🏋 Dick’s Sporting Goods — Key Facts
| Stock Listing | NYSE: DKS (publicly traded) |
| Controlling Family | Stack family (dual-class voting control) |
| Executive Chairman | Edward “Ed” Stack (son of founder) |
| CEO | Lauren Hobart (since 2021) |
| Founded | 1948, Binghamton, NY by Richard “Dick” Stack |
| Revenue | ~$13B annually (850+ stores nationwide) |
Dick’s Sporting Goods (NYSE: DKS) is a publicly traded company controlled by the Stack family through a dual-class share structure. The company was founded in 1948 by Richard “Dick” Stack in Binghamton, New York, and built into America’s largest full-line sporting goods retailer by his son Edward “Ed” Stack, who served as CEO for decades and now holds the Executive Chairman title. Current CEO is Lauren Hobart.
Who Is the Owner of Dick’s Sporting Goods?
Dick’s Sporting Goods is a publicly traded company (NYSE: DKS) with the Stack family retaining controlling influence through a dual-class voting structure. The company was built by Edward “Ed” Stack, who took over from his father Richard “Dick” Stack and transformed a small Binghamton bait-and-tackle shop into a national retail chain. Ed Stack was CEO for over 30 years before transitioning to Executive Chairman in 2021 when Lauren Hobart became CEO — the first woman to lead the company. While institutional investors like Vanguard and BlackRock hold large ownership positions on the open market, the Stack family’s share class gives them disproportionate voting control over major corporate decisions.

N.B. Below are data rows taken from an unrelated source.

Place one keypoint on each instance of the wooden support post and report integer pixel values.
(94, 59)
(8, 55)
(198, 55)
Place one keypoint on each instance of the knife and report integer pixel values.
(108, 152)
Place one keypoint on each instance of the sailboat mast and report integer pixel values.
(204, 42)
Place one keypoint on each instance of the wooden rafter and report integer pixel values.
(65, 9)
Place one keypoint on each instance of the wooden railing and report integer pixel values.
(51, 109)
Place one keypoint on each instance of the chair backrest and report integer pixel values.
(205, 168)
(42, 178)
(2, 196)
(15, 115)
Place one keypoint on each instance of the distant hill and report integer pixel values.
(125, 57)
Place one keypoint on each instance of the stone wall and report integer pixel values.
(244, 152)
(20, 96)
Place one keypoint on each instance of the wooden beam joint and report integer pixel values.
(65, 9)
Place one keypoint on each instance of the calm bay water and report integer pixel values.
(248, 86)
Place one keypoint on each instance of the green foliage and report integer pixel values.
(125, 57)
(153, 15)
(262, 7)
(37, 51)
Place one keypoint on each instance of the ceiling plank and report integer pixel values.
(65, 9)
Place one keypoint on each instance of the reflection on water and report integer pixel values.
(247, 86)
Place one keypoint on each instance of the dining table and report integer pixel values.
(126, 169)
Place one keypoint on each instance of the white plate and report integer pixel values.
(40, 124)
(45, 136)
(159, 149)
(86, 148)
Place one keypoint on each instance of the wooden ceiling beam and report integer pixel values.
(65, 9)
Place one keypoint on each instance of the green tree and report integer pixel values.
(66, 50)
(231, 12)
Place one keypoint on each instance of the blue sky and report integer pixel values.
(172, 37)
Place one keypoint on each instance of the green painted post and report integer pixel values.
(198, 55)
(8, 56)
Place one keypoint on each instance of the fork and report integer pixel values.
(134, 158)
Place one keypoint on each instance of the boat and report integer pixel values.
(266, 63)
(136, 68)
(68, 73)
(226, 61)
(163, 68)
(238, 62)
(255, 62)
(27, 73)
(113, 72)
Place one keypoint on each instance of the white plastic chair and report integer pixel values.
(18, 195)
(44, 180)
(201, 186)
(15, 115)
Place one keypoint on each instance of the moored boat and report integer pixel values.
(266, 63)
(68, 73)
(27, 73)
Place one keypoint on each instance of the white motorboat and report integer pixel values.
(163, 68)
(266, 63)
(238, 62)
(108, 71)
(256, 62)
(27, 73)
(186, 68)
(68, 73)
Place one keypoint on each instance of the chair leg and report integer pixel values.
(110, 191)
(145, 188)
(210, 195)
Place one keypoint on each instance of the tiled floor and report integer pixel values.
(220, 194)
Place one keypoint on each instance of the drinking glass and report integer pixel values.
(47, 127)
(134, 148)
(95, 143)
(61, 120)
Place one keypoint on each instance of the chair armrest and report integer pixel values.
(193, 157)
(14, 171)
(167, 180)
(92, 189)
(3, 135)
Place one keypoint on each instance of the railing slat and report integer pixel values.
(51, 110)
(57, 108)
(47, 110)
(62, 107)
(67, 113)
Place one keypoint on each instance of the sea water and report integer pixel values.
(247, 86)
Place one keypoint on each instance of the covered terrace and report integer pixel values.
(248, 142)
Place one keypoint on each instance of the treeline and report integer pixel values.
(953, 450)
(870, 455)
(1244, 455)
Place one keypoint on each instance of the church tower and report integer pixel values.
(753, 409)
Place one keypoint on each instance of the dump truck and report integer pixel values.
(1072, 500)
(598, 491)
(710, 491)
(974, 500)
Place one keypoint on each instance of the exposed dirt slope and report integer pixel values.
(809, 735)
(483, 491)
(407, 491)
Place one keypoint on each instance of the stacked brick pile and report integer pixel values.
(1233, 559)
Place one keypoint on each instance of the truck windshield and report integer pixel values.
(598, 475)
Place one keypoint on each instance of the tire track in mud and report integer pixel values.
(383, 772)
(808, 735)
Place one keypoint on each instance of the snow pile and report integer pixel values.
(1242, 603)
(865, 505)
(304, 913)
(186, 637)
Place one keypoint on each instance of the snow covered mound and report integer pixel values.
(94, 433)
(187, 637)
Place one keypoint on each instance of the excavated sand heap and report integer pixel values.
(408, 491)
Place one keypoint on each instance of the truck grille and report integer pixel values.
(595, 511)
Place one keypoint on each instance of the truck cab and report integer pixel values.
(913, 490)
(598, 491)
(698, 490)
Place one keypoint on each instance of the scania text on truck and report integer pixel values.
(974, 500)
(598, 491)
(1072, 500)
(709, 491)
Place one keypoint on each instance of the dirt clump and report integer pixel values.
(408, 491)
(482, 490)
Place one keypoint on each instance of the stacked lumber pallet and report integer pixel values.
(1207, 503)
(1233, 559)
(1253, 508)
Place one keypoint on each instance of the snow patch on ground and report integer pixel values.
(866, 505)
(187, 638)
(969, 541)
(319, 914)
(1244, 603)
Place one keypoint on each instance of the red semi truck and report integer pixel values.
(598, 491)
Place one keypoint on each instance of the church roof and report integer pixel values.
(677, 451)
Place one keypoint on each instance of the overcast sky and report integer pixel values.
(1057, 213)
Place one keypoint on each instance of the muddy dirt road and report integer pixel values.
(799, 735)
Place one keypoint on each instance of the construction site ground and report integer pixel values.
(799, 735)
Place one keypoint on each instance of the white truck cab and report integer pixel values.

Dick’s Founding Story: From Bait Shop to $13B Retailer
The original Dick’s was launched in 1948 when Richard “Dick” Stack opened a bait-and-tackle shop in Binghamton, New York, with a $300 loan from his grandmother. After Dick passed the business to his son Ed, the company expanded regionally through the 1980s and nationally through the 1990s–2000s. Dick’s went public in 2002 (NYSE: DKS). The company now operates over 850 locations across the US under the Dick’s Sporting Goods banner, plus specialty formats including Public Lands and Golf Galaxy. Its revenue exceeds $13 billion annually, making it by far the largest US sporting goods specialty retailer.
Dick’s and the Gun Debate
Dick’s Sporting Goods made national headlines in February 2018, when Ed Stack announced the company would stop selling assault-style rifles and high-capacity magazines and raise the minimum age for all gun sales to 21 — following the Parkland school shooting. The company later announced it would remove firearms entirely from 440 stores and eventually reduced its hunting department to a field & stream concept in remaining locations. The decision cost the company hundreds of millions in lost gun revenue but solidified Ed Stack’s reputation as one of retail’s most outspoken executives on gun policy — a remarkable stance from the CEO of a major American sporting goods chain.